International City Theater
- Address: 330 E. Seaside Way Long Beach, California United States

Website
- ictlongbeach.org

= International City Theater =

The International City Theatre (ICT) in Long Beach, California, is a professional, non-profit theatre company located in the Long Beach Performing Arts Center.

==Shashin Desai==
Shashin Desai was the founding artistic director of ICT. He was educated at the Royal Academy of Dramatic Arts in London, and holds two master's degrees from USC. He is the recipient of the Distinguished Artist Award from the Public Corporation for the Arts as well as a commendation from the County of Los Angeles and the City of Long Beach. He was recently honored with the Asian Heritage Award in Innovation.

As a professor of Theater and Film at Long Beach City College, Desai founded ICT in 1985 in a 99-seat “black-box” playhouse on the college campus. ICT has expanded over the decades, for a time alternating productions between the original playhouse and the new and larger Long Beach Performing Arts Center, until in 2000 the company committed to the Center Theater as its full-time home and was recognized by the City Council as the official resident theater of the City of Long Beach. The Theater operates under an SPT Agreement with Actors Equity Association.

==caryn morse desai==
When Desai stepped down as artistic director in 2011, ICT’s board appointed his wife and theatrical partner, caryn morse desai (who prefers the lower case spelling), as the new artistic director.

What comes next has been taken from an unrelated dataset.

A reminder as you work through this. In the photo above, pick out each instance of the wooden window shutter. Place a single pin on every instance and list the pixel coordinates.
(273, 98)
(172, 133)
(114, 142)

The current director desai is a graduate of the MFA directing program of the University of California, Irvine, where, as a student of Keith Fowler, she was encouraged to emphasize her “evident producing abilities.” She is the recipient of awards from the Los Angeles Drama Critics Circle, from the NAACP, LA Weekly, Ovations, and Drama-Logue. She has been a member of the acting faculty of Long Beach City College and has also taught at USC.

==Repertory==
ICT’s first production in 1985 was of Robin Swados’ play The Quiet End, one of the earliest dramas of the AIDs crisis in America. It set a tone for the ICT repertory which, in addition to plays of familial relationships and musical entertainments—including such modern classics as The Threepenny Opera and Master Class—regularly experiments with new works and with edgy contemporary pieces of social significance. In 2011, for example, in announcing the first slate of plays under her directorship, caryn desai said, “I like to think of this season as being not quite PC’.” The season consisted of Ken Ludwig’s Leading Ladies; the musical revue Ain’t Misbehavin’; two premieres—a political musical, The Fix, and Michael Hollinger’s Ghost-Writer-- and Yasmina Reza’s provocative God of Carnage.

Now in its thirty-fifth year, ICT presents a five-play season and runs several educational outreach programs. ICT has received over 400 awards for excellence in professional theatre. The New York Times has cited ICT as an innovative theatre, and the Los Angeles Times named ICT one of the top ten theatres in Southern California. In 1997 and 2000, ICT received the Los Angeles Drama Critics Circle’s Award for Sustained Excellence in Theater. ICT relies on ticket sales and donations from individuals, corporations, foundations and the government for support.